Craig F. Starr’s entrée into the art world began with a star-crossed trip to the National Gallery in Washington D.C. where the young Vassar graduate was working for a U.S. Senator. “I don’t remember what brought me in necessarily but I know I was always very visual,” the now secondary market fixture tells me in the elevated inner sanctum of his eponymous Upper East Side gallery. Small Ed Ruscha lithographs hang on the walls all around us. I can’t take my eyes off a fiery one inscribed Adios in droplet-like lettering. It’s the gallery’s 15th anniversary this year and maybe I have endings on my mind. There are so few spaces like this left I tell him.
Starr doesn’t share my pessimism. In fact, he speaks as exuberantly about his first encounter as he does his most recent show. His aha-moment was a monster Ab-Ex exhibition at the National Gallery featuring heavyweights like Jackson Pollock, Helen Frankenthaler and Clyfford Still. Unintimidated by the notoriously insider movement, Starr fell in love with the veiled poetry hidden in the forms and colors—especially those of Barnett Newman.
“I love Newman because it's not just about a subject, it's how you speak about a subject,” Starr says in between recalled bites of early days filled with lectures and tours and lingering afterwards to share words with curators who perhaps were just as happy to have an audience. It’s these concentrated conversations around specific works that shaped the early years and in a way informs how Starr’s gallery operates today.
“The first show I felt like everyone does I had something to prove, who was I to open a space?” Starr says who had at the point found his way into the secondary market where he was helping unite objects with those informed and hungry enough to look for them. He landed on a small intimate presentation of Jasper Johns’ Numbers series which he fell in love with at a Johns survey and felt deserved a deeper dive.
An accord between luck and determination, the show was brought together by a letter. Starr wrote to Johns directly asking to borrow the Numbers painting he’d held back for himself—a work par excellence according to the dealer. Johns surprised Starr’s faith and the two began a now decades-long relationship which has seen several focused exhibitions and personal loans. This is the magic of Starr.

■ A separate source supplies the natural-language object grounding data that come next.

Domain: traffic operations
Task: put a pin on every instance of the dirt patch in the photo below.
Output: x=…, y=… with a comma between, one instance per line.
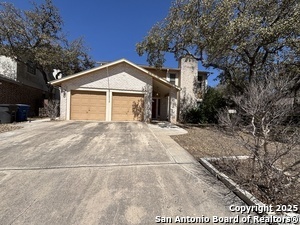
x=9, y=127
x=286, y=193
x=209, y=142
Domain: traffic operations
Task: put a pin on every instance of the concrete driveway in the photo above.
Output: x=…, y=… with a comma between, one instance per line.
x=103, y=173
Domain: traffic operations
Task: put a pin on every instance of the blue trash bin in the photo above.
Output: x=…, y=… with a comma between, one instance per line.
x=8, y=113
x=22, y=113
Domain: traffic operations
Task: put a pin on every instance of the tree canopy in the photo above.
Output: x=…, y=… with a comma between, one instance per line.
x=245, y=39
x=36, y=36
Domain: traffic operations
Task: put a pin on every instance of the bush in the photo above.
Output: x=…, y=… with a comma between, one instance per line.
x=212, y=103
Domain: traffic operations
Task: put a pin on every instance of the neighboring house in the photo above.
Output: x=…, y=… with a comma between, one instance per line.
x=124, y=91
x=21, y=84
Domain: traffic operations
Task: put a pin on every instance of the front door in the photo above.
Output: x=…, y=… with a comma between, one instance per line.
x=155, y=108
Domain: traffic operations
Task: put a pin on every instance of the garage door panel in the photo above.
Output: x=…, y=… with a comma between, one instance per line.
x=88, y=105
x=127, y=107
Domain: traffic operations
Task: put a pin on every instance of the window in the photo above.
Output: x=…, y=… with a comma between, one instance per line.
x=31, y=68
x=172, y=78
x=199, y=80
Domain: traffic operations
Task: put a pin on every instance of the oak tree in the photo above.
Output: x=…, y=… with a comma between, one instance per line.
x=244, y=39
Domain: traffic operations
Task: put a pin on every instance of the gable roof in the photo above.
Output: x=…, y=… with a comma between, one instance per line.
x=86, y=72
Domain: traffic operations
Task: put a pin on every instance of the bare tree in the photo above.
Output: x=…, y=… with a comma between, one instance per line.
x=267, y=130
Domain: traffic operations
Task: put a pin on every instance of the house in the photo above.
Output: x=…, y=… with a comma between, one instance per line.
x=124, y=91
x=21, y=84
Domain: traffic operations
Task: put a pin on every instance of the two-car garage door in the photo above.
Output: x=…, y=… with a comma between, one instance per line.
x=88, y=105
x=91, y=105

He turns strangers into regulars with his dedication to learning more.
His thirst for information is contagious and like a perfume repeated over and over, the gallery emanates with it even when its doting owner is away. I find the feeling of the gallery to be chapel-like and apparently I’m not alone. “I get that a lot,” he smiles. “Roberta Smith once called one of my Newman shows that.”

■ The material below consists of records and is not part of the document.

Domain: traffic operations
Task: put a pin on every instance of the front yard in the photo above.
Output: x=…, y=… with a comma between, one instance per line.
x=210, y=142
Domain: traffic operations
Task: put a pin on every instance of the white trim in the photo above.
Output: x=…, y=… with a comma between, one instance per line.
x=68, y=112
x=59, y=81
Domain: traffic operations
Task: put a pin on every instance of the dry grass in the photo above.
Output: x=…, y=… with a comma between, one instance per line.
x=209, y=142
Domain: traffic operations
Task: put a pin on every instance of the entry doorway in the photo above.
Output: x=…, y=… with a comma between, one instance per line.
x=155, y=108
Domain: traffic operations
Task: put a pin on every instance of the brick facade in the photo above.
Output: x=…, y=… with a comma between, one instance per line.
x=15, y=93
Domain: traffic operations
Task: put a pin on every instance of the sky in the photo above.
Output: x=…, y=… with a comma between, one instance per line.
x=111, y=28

And what exactly does one come to believe at Starr’s humble church to contemporary art? I myself have found a desire to dig deeper into the narratives of individual series and appreciation for those who make them accessible. Starr says this kind of investigation requires speaking to experts. “I know what I don’t know,” he says. “I’ve never been ashamed of asking those around who know more than I. I think I’ve always sought out experts.”
One can see this play out in Starr’s instantly recognizable catalogues which he published with every show. Mostly a sequence of images they contain commissioned essays and all the other nuggets one would need to throw themselves down the rabbit hole of a singular history as Starr has with his second life. “Art changed how I saw,” Starr says. “It’s like if I went to an opera with someone who was a fanatic or somebody who really knew how to hear, it would be hard for me to notice the nuance and beauty they could but I think it’s honestly about one’s openness to things and a willingness for repetition. To have the ability to see or hear or speak things, those are just avenues, it is openness is what allows you to actually instrumentalize those talents.”